3. Training from Files

def train_from_file(category, filepath)
  File.readlines(filepath).each do |line|
    train(category, line.strip) unless line.strip.empty?
  end
end

# Usage
classifier.train_from_file(:spam, 'data/spam.txt')
classifier.train_from_file(:ham, 'data/ham.txt')

Testing Your Classifier

Split your data.

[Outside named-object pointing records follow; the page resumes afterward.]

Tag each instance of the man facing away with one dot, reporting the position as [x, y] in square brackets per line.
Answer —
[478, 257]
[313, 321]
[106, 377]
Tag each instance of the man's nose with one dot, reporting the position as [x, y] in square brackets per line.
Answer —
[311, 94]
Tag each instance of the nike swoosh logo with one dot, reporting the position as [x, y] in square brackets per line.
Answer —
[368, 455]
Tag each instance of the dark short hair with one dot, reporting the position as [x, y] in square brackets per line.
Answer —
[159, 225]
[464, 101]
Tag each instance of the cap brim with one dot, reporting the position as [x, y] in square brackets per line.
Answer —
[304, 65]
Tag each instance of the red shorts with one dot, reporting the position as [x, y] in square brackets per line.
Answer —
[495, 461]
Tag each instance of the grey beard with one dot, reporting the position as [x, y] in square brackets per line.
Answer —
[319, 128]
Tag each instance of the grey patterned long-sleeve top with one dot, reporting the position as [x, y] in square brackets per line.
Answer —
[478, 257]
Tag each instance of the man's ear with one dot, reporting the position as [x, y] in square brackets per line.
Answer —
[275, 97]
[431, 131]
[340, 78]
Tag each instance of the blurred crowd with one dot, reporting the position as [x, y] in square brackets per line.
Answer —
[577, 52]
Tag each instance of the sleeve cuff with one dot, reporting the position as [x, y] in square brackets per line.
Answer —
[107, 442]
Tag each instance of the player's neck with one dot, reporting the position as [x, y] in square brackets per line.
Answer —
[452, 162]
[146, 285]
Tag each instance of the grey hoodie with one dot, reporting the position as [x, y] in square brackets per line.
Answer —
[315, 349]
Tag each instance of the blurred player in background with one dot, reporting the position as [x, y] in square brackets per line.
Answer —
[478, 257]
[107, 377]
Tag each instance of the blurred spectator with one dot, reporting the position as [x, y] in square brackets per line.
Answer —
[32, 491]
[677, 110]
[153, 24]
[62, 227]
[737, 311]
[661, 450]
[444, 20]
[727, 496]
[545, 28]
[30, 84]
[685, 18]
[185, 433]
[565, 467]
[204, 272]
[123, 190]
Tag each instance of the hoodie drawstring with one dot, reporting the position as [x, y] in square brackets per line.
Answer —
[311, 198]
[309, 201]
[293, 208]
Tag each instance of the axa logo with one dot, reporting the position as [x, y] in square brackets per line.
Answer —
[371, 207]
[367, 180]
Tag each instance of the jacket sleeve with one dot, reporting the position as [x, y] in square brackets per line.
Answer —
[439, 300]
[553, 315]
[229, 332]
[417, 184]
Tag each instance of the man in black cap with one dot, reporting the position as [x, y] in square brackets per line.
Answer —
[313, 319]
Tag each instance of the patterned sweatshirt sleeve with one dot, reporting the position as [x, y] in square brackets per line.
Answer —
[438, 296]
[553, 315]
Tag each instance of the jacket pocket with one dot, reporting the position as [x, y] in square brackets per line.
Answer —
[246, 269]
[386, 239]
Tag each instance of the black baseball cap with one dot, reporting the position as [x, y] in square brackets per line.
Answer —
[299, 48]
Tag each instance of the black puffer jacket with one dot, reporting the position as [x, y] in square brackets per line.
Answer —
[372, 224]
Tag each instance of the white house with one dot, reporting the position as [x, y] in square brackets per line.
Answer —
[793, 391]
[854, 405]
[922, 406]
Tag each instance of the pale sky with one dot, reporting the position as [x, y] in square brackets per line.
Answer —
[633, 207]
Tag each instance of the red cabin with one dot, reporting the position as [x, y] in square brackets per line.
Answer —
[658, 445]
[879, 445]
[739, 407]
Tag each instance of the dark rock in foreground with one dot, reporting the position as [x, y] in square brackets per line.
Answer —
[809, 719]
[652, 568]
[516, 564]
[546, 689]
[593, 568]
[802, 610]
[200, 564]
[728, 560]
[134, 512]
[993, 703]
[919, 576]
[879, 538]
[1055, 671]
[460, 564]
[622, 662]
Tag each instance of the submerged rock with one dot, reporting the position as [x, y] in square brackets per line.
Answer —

Train on 80%. Test on 20%.

def evaluate(test_data)
  correct = 0
  total = test_data.size

  test_data.each do |expected_category, text|
    predicted = classify(text)
    correct += 1 if predicted == expected_category
  end

  accuracy = (correct.to_f / total * 100).round(2)
  puts "Accuracy: #{accuracy}% (#{correct}/#{total})"
end

# Example test data
test_data = [
  [:spam, "Win a free vacation today"],
  [:ham, "Meeting at 2pm in room 301"],
  [:spam, "Click here to claim prize"],
  [:ham, "The report is attached"]
]

spam_filter.evaluate(test_data)

Complete Working Example

Here's everything together:

require 'set'

class NaiveBayesClassifier
  STOP_WORDS = %w[the a an is are was were be been being have has had do does did will would could should may might must shall can].to_set

  def initialize
    @word_counts = Hash.new { |h, k| h[k] = Hash.new(0) }
    @category_counts = Hash.new(0)
    @total_docs = 0
    @vocabulary = Set.new
  end

  def train(category, text)
    @total_docs += 1
    @category_counts[category] += 1

    extract_features(text).each do |word|
      @word_counts[category][word] += 1
      @vocabulary.add(word)
    end
  end

  def classify(text)
    scores = {}
    @category_counts.keys.each do |category|
      scores[category] = score_for(category, text)
    end
    scores.max_by { |_, score| score }.first
  end

  def probabilities(text)
    scores = {}
    @category_counts.keys.each do |category|
      scores[category] = score_for(category, text)
    end

    max_score = scores.values.max
    exp_scores = scores.transform_values { |s| Math.exp(s - max_score) }
    total = exp_scores.values.sum

    exp_scores.transform_values { |s| (s / total * 100).round(2) }
  end

  private

  def tokenize(text)
    text
      .downcase
      .gsub(/[^a-z0-9\s]/, '')
      .split
      .reject { |w| w.length < 2 }
      .reject { |w| STOP_WORDS.include?(w) }
  end

  def extract_features(text)
    words = tokenize(text)
    bigrams = words.each_cons(2).map { |pair| pair.join(' ') }
    words + bigrams
  end

  def score_for(category, text)
    prior = Math.log(@category_counts[category].to_f / @total_docs)
    words = extract_features(text)
    likelihood = words.sum { |word| word_probability(category, word) }
    prior + likelihood
  end

  def word_probability(category, word)
    word_count = @word_counts[category][word] + 1
    total_words = @word_counts[category].values.sum + @vocabulary.size
    Math.log(word_count.to_f / total_words)
  end
end

# Run it
if __FILE__ == $0
  classifier = NaiveBayesClassifier.new

  # Training data
  classifier.train(:spam, "Buy cheap watches now special offer")
  classifier.train(:spam, "Congratulations you won click here")
  classifier.train(:spam, "Free money make cash fast")
  classifier.train(:ham, "Meeting tomorrow at 10am")
  classifier.train(:ham, "Please review the attached document")
  classifier.train(:ham, "Thanks for your help with the project")

  # Test
  test = "Click here to win free cash"
  puts "Input: #{test}"
  puts "Category: #{classifier.classify(test)}"
  puts "Probabilities: #{classifier.probabilities(test)}"
end

When to Use Naive Bayes

Good for:

  • Spam filtering
  • Sentiment analysis
  • Document categorization
  • Any problem with clear word-to-category relationships

Not great for:

  • Complex relationships between words
  • Small training datasets
  • Cases where word order matters a lot

Wrapping Up

You just built a text classifier from scratch. No external libraries. Pure Ruby.

The "naive" in Naive Bayes assumes words are independent. They're not. But the classifier still works surprisingly well in practice.

Start simple. Add training data. Test accuracy. Improve tokenization. That's the workflow.

The code is yours. Modify it. Break it. Make it better.